Ostia, sotto shock il bimbo messo “in vendita” dal padre: non riesce a parlare | La madre: “Voglio vederlo”

Ha fatto scalpore la vicenda, e le immagini dell’arresto sono circolate sul web. A confermare che l’uomo che ha tentato di vendere i favori sessuali del bambino fosse il padre è stata la Guardia di Finanza.

Ora il piccolo è ancora in ospedale e si ritrae davanti alle figure maschili. Quando è arrivato al pronto soccorso era sporco e denutrito, girava scalzo e indossava solo le mutandine.

Non parla, piange e basta il bambino rom offerto dal papà ai turisti in cambio di denaro a Ostia. Il piccolo, che si è scoperto avere 3 anni, è ancora in ospedale.

I medici che lo hanno in cura, spiega Il Messaggero, stanno cercando di capire se il mutismo sia legato allo shock o a una patologia.

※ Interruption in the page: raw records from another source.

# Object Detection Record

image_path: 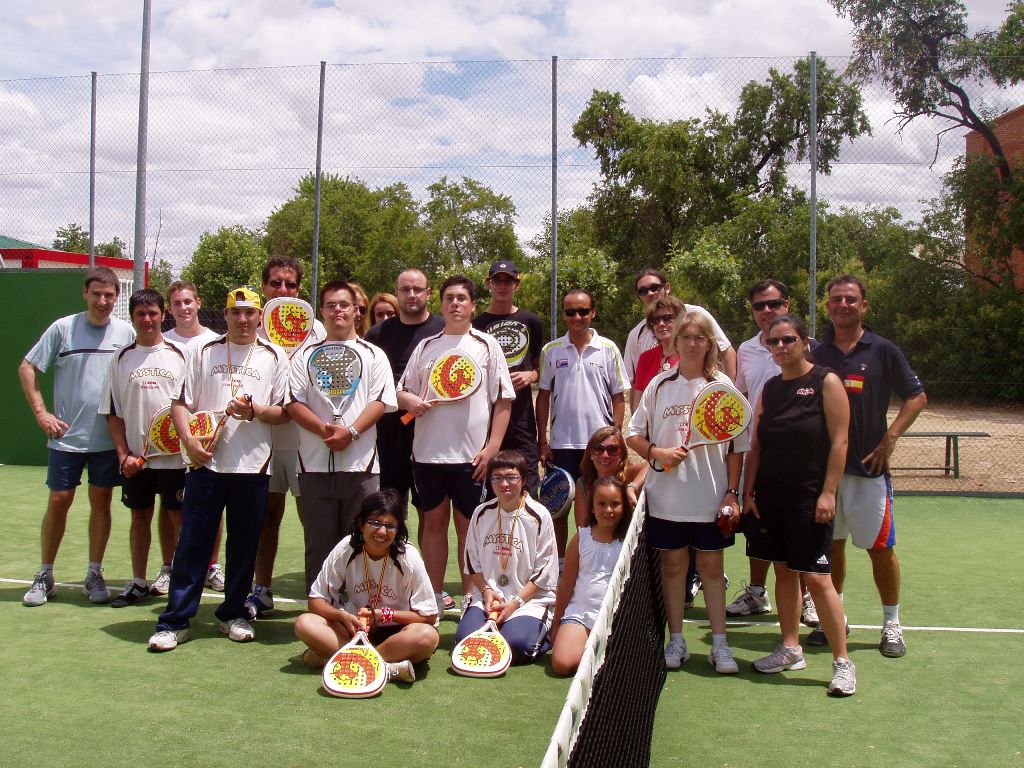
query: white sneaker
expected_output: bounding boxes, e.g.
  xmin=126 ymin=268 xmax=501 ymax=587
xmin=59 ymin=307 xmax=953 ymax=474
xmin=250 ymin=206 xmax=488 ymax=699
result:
xmin=206 ymin=562 xmax=224 ymax=592
xmin=665 ymin=640 xmax=690 ymax=670
xmin=800 ymin=592 xmax=820 ymax=627
xmin=22 ymin=570 xmax=57 ymax=607
xmin=82 ymin=568 xmax=111 ymax=603
xmin=150 ymin=565 xmax=171 ymax=596
xmin=150 ymin=629 xmax=189 ymax=651
xmin=752 ymin=643 xmax=807 ymax=675
xmin=828 ymin=656 xmax=857 ymax=696
xmin=708 ymin=645 xmax=739 ymax=675
xmin=387 ymin=658 xmax=416 ymax=683
xmin=220 ymin=618 xmax=256 ymax=643
xmin=725 ymin=584 xmax=771 ymax=616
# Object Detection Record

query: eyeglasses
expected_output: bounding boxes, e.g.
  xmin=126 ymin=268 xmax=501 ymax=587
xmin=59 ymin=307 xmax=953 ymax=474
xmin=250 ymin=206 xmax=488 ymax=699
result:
xmin=751 ymin=299 xmax=785 ymax=312
xmin=637 ymin=283 xmax=665 ymax=298
xmin=324 ymin=301 xmax=355 ymax=312
xmin=488 ymin=474 xmax=522 ymax=485
xmin=765 ymin=336 xmax=800 ymax=347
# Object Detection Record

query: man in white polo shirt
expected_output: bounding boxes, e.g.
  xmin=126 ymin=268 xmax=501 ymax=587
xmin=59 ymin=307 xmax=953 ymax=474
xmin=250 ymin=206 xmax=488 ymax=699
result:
xmin=286 ymin=281 xmax=398 ymax=593
xmin=150 ymin=288 xmax=289 ymax=651
xmin=537 ymin=288 xmax=630 ymax=558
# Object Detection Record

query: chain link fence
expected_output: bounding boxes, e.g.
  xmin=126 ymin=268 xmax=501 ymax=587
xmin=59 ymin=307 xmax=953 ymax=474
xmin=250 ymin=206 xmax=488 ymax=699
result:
xmin=0 ymin=54 xmax=1024 ymax=493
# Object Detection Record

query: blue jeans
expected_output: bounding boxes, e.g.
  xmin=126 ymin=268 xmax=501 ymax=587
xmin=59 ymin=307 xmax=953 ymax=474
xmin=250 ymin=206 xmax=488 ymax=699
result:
xmin=455 ymin=605 xmax=551 ymax=664
xmin=157 ymin=467 xmax=270 ymax=631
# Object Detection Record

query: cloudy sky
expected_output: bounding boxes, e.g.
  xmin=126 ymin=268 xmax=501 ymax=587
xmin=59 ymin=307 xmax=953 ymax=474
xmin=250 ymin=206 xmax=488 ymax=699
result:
xmin=0 ymin=0 xmax=1024 ymax=266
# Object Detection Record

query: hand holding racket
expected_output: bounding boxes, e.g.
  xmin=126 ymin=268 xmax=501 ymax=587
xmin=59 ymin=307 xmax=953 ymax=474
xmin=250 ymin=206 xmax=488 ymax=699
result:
xmin=452 ymin=600 xmax=512 ymax=677
xmin=262 ymin=296 xmax=313 ymax=357
xmin=401 ymin=349 xmax=483 ymax=424
xmin=323 ymin=611 xmax=387 ymax=698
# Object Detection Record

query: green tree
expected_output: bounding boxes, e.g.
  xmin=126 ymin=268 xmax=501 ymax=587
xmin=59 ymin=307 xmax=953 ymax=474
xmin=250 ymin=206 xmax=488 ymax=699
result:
xmin=181 ymin=225 xmax=267 ymax=309
xmin=266 ymin=173 xmax=426 ymax=293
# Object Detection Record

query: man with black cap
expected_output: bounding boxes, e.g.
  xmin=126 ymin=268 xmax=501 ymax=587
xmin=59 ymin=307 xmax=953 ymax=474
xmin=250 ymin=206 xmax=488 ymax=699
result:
xmin=473 ymin=260 xmax=544 ymax=495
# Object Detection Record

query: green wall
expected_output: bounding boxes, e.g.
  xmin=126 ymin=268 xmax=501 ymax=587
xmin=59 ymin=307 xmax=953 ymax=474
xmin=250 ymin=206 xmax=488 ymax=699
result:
xmin=0 ymin=269 xmax=93 ymax=466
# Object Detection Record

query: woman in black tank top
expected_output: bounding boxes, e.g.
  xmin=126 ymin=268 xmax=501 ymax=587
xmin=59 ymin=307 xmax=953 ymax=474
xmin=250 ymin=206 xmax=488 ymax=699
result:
xmin=743 ymin=315 xmax=855 ymax=695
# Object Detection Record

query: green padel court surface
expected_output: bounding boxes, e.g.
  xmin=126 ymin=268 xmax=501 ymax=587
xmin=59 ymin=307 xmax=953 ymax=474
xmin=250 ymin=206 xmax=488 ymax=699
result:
xmin=0 ymin=466 xmax=1024 ymax=768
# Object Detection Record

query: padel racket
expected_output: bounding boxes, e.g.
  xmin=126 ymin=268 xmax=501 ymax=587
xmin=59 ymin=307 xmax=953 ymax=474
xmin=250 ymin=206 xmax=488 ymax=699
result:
xmin=683 ymin=381 xmax=753 ymax=451
xmin=452 ymin=610 xmax=512 ymax=677
xmin=141 ymin=406 xmax=181 ymax=464
xmin=306 ymin=342 xmax=362 ymax=424
xmin=262 ymin=296 xmax=313 ymax=357
xmin=401 ymin=349 xmax=483 ymax=424
xmin=324 ymin=617 xmax=387 ymax=698
xmin=540 ymin=462 xmax=575 ymax=520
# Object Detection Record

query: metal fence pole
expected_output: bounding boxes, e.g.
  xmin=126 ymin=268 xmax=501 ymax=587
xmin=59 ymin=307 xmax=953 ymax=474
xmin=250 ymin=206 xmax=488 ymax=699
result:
xmin=551 ymin=56 xmax=558 ymax=339
xmin=132 ymin=0 xmax=152 ymax=291
xmin=89 ymin=72 xmax=96 ymax=269
xmin=807 ymin=50 xmax=818 ymax=338
xmin=309 ymin=61 xmax=327 ymax=315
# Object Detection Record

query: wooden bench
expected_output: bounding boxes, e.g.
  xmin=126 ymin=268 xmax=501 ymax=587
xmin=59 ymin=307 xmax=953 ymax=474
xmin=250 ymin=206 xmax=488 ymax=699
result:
xmin=893 ymin=432 xmax=992 ymax=479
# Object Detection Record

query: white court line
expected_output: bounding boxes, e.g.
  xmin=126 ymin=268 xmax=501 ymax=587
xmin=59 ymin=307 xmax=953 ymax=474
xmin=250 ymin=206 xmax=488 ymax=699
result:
xmin=0 ymin=578 xmax=1024 ymax=635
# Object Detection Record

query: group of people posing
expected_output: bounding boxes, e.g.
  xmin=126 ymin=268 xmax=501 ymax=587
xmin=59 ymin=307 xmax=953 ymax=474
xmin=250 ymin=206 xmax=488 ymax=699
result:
xmin=18 ymin=257 xmax=926 ymax=695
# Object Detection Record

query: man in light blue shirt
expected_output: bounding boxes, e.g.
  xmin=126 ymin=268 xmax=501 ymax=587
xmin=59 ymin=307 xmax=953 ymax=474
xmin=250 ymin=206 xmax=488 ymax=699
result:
xmin=17 ymin=266 xmax=135 ymax=605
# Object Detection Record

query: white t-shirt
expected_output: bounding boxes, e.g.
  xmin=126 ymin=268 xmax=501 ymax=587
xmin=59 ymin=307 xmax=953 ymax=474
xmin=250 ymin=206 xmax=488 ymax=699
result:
xmin=538 ymin=329 xmax=629 ymax=449
xmin=164 ymin=328 xmax=223 ymax=354
xmin=256 ymin=319 xmax=327 ymax=453
xmin=175 ymin=336 xmax=288 ymax=474
xmin=562 ymin=526 xmax=623 ymax=630
xmin=285 ymin=339 xmax=398 ymax=473
xmin=628 ymin=369 xmax=751 ymax=522
xmin=736 ymin=332 xmax=782 ymax=408
xmin=99 ymin=339 xmax=185 ymax=469
xmin=309 ymin=536 xmax=437 ymax=627
xmin=623 ymin=304 xmax=732 ymax=382
xmin=464 ymin=496 xmax=558 ymax=622
xmin=398 ymin=329 xmax=515 ymax=464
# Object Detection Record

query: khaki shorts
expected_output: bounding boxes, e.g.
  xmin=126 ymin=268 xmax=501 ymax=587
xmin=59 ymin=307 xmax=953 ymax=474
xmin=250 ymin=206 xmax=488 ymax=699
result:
xmin=833 ymin=475 xmax=896 ymax=549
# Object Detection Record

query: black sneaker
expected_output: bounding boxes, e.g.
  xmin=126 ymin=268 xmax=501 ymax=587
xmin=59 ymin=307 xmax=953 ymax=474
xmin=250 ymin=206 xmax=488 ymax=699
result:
xmin=111 ymin=582 xmax=150 ymax=608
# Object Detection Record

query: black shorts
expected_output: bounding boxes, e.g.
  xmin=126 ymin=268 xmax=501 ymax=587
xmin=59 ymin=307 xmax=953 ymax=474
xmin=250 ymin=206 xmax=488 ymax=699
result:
xmin=740 ymin=499 xmax=833 ymax=573
xmin=121 ymin=467 xmax=185 ymax=510
xmin=644 ymin=515 xmax=736 ymax=552
xmin=413 ymin=462 xmax=486 ymax=519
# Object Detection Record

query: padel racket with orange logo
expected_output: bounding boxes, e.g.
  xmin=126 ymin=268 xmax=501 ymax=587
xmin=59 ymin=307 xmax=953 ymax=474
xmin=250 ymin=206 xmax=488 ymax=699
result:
xmin=324 ymin=616 xmax=387 ymax=698
xmin=452 ymin=610 xmax=512 ymax=677
xmin=401 ymin=349 xmax=483 ymax=424
xmin=262 ymin=296 xmax=313 ymax=357
xmin=683 ymin=381 xmax=753 ymax=451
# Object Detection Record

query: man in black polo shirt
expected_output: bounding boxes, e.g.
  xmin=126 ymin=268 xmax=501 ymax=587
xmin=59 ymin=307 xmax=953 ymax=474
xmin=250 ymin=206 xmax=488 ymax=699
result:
xmin=807 ymin=274 xmax=928 ymax=657
xmin=473 ymin=261 xmax=544 ymax=496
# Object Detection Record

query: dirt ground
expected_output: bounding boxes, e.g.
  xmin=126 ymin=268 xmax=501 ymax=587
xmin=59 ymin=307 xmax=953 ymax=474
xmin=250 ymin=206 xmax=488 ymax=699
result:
xmin=889 ymin=404 xmax=1024 ymax=495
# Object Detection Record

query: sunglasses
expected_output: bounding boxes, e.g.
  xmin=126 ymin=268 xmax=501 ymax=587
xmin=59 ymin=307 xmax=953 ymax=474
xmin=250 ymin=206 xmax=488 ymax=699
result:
xmin=637 ymin=283 xmax=665 ymax=296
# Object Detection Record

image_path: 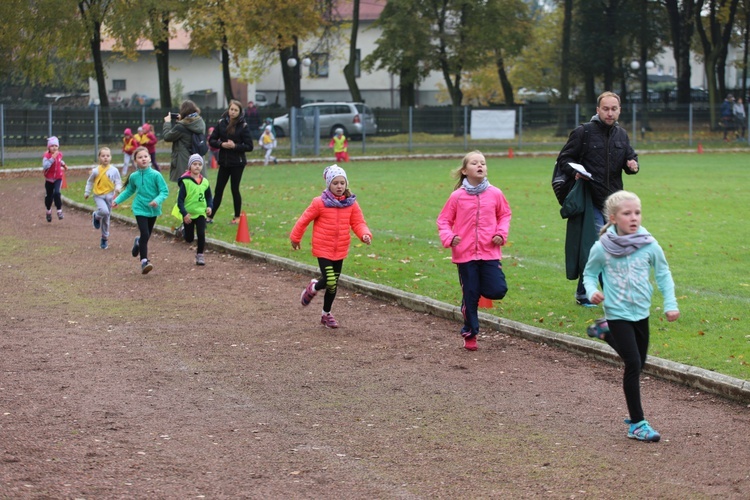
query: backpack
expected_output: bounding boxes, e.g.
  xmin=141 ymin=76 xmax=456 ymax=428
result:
xmin=552 ymin=123 xmax=589 ymax=206
xmin=190 ymin=134 xmax=208 ymax=156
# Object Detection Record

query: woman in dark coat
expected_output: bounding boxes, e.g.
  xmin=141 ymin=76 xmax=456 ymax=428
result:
xmin=207 ymin=99 xmax=253 ymax=224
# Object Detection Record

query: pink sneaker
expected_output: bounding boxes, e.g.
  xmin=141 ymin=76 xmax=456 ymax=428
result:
xmin=320 ymin=313 xmax=339 ymax=328
xmin=299 ymin=280 xmax=318 ymax=306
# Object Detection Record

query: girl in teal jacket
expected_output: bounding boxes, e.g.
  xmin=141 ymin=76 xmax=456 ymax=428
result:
xmin=112 ymin=146 xmax=169 ymax=274
xmin=583 ymin=191 xmax=680 ymax=441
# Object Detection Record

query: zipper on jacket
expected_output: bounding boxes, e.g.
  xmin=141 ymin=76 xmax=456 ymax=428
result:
xmin=474 ymin=195 xmax=482 ymax=259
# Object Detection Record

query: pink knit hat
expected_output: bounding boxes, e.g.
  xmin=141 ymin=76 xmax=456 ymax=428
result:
xmin=323 ymin=165 xmax=349 ymax=188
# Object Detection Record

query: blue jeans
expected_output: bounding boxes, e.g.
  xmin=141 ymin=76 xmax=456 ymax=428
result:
xmin=458 ymin=260 xmax=508 ymax=337
xmin=576 ymin=207 xmax=604 ymax=299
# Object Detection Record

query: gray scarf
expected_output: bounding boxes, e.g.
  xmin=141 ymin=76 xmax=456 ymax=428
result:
xmin=461 ymin=177 xmax=490 ymax=196
xmin=599 ymin=231 xmax=654 ymax=257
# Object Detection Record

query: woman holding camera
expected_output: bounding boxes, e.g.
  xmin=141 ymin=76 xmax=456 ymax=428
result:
xmin=162 ymin=100 xmax=206 ymax=182
xmin=207 ymin=99 xmax=253 ymax=224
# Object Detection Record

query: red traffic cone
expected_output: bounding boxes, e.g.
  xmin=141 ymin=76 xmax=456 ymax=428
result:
xmin=235 ymin=211 xmax=250 ymax=243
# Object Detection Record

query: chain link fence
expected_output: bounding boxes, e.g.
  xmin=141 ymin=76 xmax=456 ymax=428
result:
xmin=0 ymin=102 xmax=750 ymax=164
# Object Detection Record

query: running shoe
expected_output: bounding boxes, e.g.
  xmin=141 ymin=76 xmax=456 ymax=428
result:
xmin=299 ymin=280 xmax=318 ymax=306
xmin=320 ymin=313 xmax=339 ymax=328
xmin=625 ymin=419 xmax=661 ymax=443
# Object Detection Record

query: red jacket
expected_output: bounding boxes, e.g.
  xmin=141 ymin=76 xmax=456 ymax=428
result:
xmin=289 ymin=196 xmax=372 ymax=260
xmin=122 ymin=135 xmax=140 ymax=154
xmin=437 ymin=186 xmax=511 ymax=264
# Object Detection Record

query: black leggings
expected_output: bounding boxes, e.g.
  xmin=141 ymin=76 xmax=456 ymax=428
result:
xmin=211 ymin=166 xmax=245 ymax=219
xmin=607 ymin=318 xmax=649 ymax=423
xmin=135 ymin=215 xmax=156 ymax=260
xmin=315 ymin=257 xmax=344 ymax=312
xmin=44 ymin=179 xmax=62 ymax=210
xmin=187 ymin=215 xmax=206 ymax=253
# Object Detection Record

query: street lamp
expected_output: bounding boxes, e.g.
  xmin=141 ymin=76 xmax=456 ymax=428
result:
xmin=286 ymin=54 xmax=312 ymax=108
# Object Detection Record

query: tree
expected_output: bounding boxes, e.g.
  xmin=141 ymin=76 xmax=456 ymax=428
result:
xmin=476 ymin=0 xmax=532 ymax=106
xmin=78 ymin=0 xmax=112 ymax=107
xmin=362 ymin=0 xmax=430 ymax=109
xmin=555 ymin=0 xmax=578 ymax=137
xmin=664 ymin=0 xmax=696 ymax=104
xmin=695 ymin=0 xmax=739 ymax=124
xmin=106 ymin=0 xmax=187 ymax=107
xmin=0 ymin=0 xmax=93 ymax=99
xmin=344 ymin=0 xmax=362 ymax=102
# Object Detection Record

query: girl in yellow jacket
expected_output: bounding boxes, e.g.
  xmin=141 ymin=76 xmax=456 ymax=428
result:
xmin=83 ymin=148 xmax=122 ymax=250
xmin=289 ymin=165 xmax=372 ymax=328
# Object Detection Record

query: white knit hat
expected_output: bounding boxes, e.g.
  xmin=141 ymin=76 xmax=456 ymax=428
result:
xmin=323 ymin=165 xmax=349 ymax=189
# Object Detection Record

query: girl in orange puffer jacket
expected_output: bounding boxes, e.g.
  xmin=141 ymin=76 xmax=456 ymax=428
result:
xmin=289 ymin=165 xmax=372 ymax=328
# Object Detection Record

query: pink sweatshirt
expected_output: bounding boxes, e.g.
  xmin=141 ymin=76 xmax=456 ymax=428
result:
xmin=437 ymin=186 xmax=511 ymax=264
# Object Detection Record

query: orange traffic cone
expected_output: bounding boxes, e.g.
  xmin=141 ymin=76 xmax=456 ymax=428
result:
xmin=235 ymin=211 xmax=250 ymax=243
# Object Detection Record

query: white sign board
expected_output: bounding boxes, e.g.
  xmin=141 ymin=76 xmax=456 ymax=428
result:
xmin=471 ymin=109 xmax=516 ymax=139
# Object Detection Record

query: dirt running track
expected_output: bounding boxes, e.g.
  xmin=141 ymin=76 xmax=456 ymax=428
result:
xmin=0 ymin=176 xmax=750 ymax=499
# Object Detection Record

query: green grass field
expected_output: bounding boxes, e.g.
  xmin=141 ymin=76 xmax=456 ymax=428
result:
xmin=64 ymin=153 xmax=750 ymax=380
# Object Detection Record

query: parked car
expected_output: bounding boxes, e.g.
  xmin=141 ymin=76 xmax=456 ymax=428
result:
xmin=255 ymin=92 xmax=269 ymax=108
xmin=273 ymin=102 xmax=378 ymax=139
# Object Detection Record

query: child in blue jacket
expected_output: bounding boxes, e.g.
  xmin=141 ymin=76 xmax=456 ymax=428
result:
xmin=583 ymin=191 xmax=680 ymax=442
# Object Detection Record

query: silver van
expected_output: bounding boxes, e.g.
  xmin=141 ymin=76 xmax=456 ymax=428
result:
xmin=273 ymin=102 xmax=378 ymax=139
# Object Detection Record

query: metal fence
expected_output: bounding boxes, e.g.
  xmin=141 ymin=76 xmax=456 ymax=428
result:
xmin=0 ymin=102 xmax=750 ymax=164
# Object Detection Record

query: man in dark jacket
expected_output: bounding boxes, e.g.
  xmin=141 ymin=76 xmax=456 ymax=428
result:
xmin=557 ymin=92 xmax=639 ymax=307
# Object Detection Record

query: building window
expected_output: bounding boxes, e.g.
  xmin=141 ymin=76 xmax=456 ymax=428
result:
xmin=310 ymin=53 xmax=328 ymax=78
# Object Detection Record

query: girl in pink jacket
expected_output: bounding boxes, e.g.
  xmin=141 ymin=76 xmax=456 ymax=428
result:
xmin=42 ymin=135 xmax=68 ymax=222
xmin=437 ymin=151 xmax=511 ymax=351
xmin=289 ymin=165 xmax=372 ymax=328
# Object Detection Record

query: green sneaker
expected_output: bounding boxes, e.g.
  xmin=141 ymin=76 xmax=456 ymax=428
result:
xmin=625 ymin=419 xmax=661 ymax=443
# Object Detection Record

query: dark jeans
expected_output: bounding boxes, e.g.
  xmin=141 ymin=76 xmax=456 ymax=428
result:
xmin=607 ymin=318 xmax=649 ymax=423
xmin=315 ymin=257 xmax=344 ymax=312
xmin=182 ymin=215 xmax=206 ymax=253
xmin=44 ymin=179 xmax=62 ymax=210
xmin=211 ymin=166 xmax=245 ymax=219
xmin=135 ymin=215 xmax=156 ymax=260
xmin=458 ymin=260 xmax=508 ymax=337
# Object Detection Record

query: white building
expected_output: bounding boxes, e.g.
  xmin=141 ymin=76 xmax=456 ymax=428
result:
xmin=89 ymin=0 xmax=452 ymax=107
xmin=89 ymin=0 xmax=741 ymax=108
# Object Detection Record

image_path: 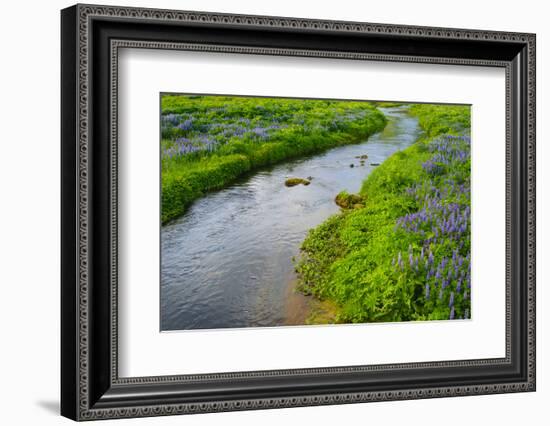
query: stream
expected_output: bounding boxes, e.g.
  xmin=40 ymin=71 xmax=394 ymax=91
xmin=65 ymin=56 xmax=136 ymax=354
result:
xmin=160 ymin=107 xmax=420 ymax=331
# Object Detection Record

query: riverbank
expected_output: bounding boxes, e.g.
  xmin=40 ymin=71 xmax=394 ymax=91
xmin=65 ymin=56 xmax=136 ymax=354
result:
xmin=161 ymin=95 xmax=387 ymax=224
xmin=296 ymin=104 xmax=471 ymax=323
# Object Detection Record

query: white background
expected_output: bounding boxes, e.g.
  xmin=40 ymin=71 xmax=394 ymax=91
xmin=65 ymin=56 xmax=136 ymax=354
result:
xmin=118 ymin=49 xmax=506 ymax=377
xmin=0 ymin=0 xmax=550 ymax=426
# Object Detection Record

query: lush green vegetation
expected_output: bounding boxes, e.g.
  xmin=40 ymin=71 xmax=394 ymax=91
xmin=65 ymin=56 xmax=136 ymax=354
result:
xmin=161 ymin=95 xmax=386 ymax=223
xmin=297 ymin=104 xmax=470 ymax=323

La madre del bimbo invece si è presentata alla Compagnia Pronto Impiego della Guardia di Finanza con la nonna e una zia e ha detto: “È mio figlio, dove sta, voglio vederlo”. Difficilmente il bambino rivedrà i genitori e probabilmente sarà allontanato dalla famiglia e messo sotto tutela.

 

Il ragazzo ha 23 anni e numerosi precedenti per furto, truffa, stupefacenti e resistenza a pubblico ufficiale. Vive con il figlio e la mamma del bimbo ad Ardea (Roma). Adesso si trova nel penitenziario di Regina Coeli in attesa dell’udienza di convalida.

La mamma ha diciotto anni, abita nel complesso Le Salzare di Ardea sul litorale a sud della capitale insieme al compagno.